### **STOP Words**
- of, not, by ... are called stop words
- In count vectorisation concept in many cases those words unnecessarily **enlarge the vocabulary size**
- Not only that it also **misleads the predictions**
    - In texts those words are used very frequently, as a result depending on the **similar count some outliers may also fall into the class**

In [11]:
import pandas as pd
import numpy as np
import spacy
from spacy.lang.en.stop_words import STOP_WORDS


In [12]:
# Total available stop words
len(STOP_WORDS)

326

In [14]:
nlp = spacy.load('en_core_web_sm')

***the number of stop words in the text.***

In [15]:
text = '''
Thor: Love and Thunder is a 2022 American superhero film based on Marvel Comics featuring the character Thor, produced by Marvel Studios and 
distributed by Walt Disney Studios Motion Pictures. It is the sequel to Thor: Ragnarok (2017) and the 29th film in the Marvel Cinematic Universe (MCU).
The film is directed by Taika Waititi, who co-wrote the script with Jennifer Kaytin Robinson, and stars Chris Hemsworth as Thor alongside Christian Bale, Tessa Thompson,
Jaimie Alexander, Waititi, Russell Crowe, and Natalie Portman.
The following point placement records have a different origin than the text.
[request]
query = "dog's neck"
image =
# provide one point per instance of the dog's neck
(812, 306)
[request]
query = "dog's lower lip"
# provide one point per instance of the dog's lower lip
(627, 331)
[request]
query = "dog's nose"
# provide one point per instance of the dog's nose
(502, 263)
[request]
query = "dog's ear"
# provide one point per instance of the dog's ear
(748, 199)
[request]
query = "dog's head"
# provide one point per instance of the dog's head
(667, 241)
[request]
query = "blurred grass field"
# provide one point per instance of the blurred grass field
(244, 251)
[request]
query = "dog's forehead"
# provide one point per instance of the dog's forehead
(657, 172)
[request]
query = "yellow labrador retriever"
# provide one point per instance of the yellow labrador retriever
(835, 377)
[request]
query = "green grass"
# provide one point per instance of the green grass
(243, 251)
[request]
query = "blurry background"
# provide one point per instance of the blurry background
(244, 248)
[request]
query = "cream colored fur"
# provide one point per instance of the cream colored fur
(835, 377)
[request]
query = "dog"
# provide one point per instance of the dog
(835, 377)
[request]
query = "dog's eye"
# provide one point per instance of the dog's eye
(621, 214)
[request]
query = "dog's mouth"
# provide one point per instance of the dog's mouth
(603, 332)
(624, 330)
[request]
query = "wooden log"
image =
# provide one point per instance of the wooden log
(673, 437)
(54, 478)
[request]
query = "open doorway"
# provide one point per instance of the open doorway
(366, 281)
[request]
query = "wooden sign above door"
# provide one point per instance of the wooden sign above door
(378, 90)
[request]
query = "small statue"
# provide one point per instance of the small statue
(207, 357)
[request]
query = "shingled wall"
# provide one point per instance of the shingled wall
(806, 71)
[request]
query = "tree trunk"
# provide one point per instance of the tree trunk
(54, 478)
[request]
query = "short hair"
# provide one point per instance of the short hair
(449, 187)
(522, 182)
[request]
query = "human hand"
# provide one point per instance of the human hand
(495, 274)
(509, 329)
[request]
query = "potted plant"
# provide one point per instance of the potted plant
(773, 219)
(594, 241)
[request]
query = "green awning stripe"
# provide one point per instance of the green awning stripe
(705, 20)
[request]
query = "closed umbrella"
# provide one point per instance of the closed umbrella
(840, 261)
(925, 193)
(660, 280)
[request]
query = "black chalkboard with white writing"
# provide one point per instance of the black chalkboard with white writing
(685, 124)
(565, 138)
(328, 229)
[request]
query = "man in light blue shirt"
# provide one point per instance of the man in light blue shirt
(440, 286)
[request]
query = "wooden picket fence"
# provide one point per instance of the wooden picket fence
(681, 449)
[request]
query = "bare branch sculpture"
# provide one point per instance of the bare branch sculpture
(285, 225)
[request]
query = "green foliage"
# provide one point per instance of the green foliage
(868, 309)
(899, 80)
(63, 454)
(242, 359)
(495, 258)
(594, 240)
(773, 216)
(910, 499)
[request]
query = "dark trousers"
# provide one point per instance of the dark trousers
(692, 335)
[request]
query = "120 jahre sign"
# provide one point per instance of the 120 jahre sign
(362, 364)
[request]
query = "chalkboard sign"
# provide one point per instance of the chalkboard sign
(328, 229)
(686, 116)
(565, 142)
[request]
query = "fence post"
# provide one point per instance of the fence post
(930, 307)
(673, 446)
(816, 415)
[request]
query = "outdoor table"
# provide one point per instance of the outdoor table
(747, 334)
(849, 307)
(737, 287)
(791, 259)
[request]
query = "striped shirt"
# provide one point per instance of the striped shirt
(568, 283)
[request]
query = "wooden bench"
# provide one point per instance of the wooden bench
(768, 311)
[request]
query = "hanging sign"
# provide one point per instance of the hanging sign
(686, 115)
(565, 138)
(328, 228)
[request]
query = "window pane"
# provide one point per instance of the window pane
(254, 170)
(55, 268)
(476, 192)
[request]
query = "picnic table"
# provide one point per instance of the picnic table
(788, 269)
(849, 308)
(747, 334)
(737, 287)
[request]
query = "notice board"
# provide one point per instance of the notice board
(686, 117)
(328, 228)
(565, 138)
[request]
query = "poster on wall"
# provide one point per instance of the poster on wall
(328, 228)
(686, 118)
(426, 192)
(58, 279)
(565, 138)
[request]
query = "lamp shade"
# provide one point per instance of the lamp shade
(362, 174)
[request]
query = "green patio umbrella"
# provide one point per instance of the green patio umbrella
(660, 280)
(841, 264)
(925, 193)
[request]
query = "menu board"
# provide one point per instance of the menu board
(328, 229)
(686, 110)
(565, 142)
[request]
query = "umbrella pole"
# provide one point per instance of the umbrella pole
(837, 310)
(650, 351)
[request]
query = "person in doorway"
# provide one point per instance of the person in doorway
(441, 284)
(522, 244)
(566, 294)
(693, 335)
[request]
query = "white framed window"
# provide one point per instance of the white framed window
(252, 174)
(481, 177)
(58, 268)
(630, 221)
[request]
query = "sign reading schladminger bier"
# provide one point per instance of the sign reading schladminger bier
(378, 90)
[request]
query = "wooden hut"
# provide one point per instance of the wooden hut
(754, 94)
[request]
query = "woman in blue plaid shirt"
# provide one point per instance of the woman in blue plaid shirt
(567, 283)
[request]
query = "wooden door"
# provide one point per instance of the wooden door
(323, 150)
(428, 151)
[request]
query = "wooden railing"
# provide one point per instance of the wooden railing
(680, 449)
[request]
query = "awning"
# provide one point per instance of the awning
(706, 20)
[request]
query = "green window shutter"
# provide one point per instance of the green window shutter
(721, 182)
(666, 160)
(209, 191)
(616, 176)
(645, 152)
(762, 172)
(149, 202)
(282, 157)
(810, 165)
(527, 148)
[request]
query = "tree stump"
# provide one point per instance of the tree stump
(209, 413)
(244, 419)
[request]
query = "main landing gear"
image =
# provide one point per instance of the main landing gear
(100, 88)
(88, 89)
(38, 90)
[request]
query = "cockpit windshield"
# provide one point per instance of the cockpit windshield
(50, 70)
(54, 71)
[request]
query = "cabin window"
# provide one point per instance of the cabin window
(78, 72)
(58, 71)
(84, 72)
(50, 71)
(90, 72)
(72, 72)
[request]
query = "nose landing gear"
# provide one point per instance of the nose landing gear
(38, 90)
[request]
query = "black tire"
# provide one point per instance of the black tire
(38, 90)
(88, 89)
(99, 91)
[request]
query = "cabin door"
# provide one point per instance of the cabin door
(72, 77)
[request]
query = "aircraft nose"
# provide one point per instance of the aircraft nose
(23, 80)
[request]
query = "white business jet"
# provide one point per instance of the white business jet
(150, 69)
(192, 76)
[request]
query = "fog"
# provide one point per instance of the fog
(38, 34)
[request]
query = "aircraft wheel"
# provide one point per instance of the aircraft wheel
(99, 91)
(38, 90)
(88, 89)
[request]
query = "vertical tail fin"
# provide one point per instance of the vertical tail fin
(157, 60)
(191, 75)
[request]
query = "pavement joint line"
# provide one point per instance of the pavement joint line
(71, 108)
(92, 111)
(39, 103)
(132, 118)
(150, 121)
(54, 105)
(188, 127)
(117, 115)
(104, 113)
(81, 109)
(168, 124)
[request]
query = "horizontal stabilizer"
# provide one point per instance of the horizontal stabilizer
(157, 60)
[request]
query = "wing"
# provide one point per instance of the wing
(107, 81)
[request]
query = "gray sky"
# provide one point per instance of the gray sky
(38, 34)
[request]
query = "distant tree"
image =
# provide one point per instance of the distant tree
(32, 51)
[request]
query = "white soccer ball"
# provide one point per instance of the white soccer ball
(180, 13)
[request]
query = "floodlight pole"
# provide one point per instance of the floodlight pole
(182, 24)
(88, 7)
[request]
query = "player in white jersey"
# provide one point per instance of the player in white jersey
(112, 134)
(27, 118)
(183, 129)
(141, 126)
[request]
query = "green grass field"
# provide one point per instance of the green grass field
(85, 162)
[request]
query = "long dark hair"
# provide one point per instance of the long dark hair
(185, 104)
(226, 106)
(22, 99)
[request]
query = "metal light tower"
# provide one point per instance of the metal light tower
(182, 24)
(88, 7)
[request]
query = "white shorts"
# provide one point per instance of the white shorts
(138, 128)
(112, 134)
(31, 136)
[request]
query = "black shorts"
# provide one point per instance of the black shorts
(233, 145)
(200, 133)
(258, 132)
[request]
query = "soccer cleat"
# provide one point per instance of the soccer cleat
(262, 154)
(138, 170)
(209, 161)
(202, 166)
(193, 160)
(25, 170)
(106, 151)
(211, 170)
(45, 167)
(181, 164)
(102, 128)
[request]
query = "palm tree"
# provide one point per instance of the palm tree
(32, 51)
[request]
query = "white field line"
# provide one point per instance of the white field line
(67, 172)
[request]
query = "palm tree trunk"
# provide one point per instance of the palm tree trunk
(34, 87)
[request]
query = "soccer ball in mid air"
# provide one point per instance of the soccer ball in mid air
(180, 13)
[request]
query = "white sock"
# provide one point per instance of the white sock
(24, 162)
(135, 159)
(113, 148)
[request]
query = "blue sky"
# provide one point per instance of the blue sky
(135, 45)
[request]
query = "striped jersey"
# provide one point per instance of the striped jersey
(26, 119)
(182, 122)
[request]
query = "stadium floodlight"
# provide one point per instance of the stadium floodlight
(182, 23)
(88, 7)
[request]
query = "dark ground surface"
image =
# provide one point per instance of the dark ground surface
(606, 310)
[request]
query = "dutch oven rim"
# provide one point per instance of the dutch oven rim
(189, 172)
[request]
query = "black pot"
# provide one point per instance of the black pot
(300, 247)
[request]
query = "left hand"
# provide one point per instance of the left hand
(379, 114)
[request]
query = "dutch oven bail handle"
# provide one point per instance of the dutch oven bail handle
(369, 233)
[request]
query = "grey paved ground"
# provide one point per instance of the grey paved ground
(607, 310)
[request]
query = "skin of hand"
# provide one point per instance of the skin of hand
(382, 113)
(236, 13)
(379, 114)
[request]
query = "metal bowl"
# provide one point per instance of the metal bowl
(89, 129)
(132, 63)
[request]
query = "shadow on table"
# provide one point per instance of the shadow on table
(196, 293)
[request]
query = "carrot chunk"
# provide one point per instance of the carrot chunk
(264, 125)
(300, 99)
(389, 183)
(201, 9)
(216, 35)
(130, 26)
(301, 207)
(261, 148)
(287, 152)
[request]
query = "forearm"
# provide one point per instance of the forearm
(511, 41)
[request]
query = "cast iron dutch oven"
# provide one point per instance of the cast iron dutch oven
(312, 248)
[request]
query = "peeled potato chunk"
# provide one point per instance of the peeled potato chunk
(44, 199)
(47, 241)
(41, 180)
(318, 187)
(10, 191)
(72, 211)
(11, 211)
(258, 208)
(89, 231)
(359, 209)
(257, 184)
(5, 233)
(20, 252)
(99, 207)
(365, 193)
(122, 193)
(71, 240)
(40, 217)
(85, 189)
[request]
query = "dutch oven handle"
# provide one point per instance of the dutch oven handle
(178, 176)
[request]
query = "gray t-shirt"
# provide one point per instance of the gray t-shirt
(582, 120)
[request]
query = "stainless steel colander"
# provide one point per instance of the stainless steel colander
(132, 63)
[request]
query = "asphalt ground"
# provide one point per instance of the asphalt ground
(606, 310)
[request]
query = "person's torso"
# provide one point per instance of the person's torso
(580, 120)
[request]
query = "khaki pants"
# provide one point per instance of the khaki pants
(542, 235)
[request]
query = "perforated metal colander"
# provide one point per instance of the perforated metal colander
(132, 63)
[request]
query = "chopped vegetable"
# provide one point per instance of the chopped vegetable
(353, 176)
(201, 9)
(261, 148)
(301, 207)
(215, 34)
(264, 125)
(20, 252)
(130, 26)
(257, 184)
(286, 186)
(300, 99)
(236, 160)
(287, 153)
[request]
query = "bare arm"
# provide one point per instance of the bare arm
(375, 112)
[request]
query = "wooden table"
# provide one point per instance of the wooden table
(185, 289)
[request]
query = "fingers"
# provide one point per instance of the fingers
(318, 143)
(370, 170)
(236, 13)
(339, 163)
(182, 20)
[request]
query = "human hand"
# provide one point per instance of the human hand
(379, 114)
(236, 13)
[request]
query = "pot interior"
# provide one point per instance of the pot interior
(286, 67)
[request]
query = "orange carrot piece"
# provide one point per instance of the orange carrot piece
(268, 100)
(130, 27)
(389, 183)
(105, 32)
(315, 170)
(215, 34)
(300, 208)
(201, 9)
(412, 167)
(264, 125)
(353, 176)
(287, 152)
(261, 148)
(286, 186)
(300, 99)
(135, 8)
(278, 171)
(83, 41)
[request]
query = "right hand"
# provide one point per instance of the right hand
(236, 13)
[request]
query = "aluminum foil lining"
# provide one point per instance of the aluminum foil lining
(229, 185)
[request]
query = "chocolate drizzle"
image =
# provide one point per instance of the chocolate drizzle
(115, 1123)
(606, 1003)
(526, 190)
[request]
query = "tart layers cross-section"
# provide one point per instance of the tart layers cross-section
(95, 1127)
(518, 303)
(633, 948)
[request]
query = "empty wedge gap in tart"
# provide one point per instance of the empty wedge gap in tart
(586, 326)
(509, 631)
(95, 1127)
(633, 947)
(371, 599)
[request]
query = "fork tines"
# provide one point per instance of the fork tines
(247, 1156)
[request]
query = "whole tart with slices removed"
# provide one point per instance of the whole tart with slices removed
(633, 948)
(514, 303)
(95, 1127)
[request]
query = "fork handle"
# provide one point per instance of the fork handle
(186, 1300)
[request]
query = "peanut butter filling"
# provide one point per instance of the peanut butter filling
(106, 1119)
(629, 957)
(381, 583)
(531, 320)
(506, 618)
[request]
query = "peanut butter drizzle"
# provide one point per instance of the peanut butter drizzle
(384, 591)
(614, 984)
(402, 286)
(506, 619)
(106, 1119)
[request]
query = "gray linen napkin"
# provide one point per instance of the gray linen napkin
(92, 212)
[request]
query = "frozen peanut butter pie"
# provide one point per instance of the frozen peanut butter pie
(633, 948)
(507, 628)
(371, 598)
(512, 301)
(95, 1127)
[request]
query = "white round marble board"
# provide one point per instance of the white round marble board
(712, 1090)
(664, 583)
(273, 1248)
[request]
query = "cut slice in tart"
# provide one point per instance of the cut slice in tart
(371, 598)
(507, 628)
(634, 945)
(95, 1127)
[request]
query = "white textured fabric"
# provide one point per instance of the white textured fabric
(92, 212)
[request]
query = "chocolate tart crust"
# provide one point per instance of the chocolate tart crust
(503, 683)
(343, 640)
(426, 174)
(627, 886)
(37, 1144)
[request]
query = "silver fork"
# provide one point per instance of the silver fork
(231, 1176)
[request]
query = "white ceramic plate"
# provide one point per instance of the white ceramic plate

In the film, Thor attempts to find inner peace, but must return to action and recruit Valkyrie (Thompson),
Korg (Waititi), and Jane Foster (Portman)—who is now the Mighty Thor—to stop Gorr the God Butcher (Bale) from eliminating all gods.
'''

In [16]:
doc1 = nlp(text)

In [None]:
tokens = [token.text for token in doc1 if not token.is_stop]
tokens

['and',
 'is',
 'a',
 'on',
 'the',
 'by',
 'and',
 'by',
 'It',
 'is',
 'the',
 'to',
 'and',
 'the',
 'in',
 'the',
 'The',
 'is',
 'by',
 'who',
 'the',
 'with',
 'and',
 'as',
 'and',
 'In',
 'the',
 'to',
 'but',
 'must',
 'to',
 'and',
 'and',
 'is',
 'now',
 'the',
 'to',
 'the',
 'from',
 'all']

In [21]:
stop_tokens = [token.text for token in doc1 if token.is_stop]
stop_tokens

['and',
 'is',
 'a',
 'on',
 'the',
 'by',
 'and',
 'by',
 'It',
 'is',
 'the',
 'to',
 'and',
 'the',
 'in',
 'the',
 'The',
 'is',
 'by',
 'who',
 'the',
 'with',
 'and',
 'as',
 'and',
 'In',
 'the',
 'to',
 'but',
 'must',
 'to',
 'and',
 'and',
 'is',
 'now',
 'the',
 'to',
 'the',
 'from',
 'all']

In [22]:
print(f"Total stop words present: {len(stop_tokens)} in total {len(text)} words.")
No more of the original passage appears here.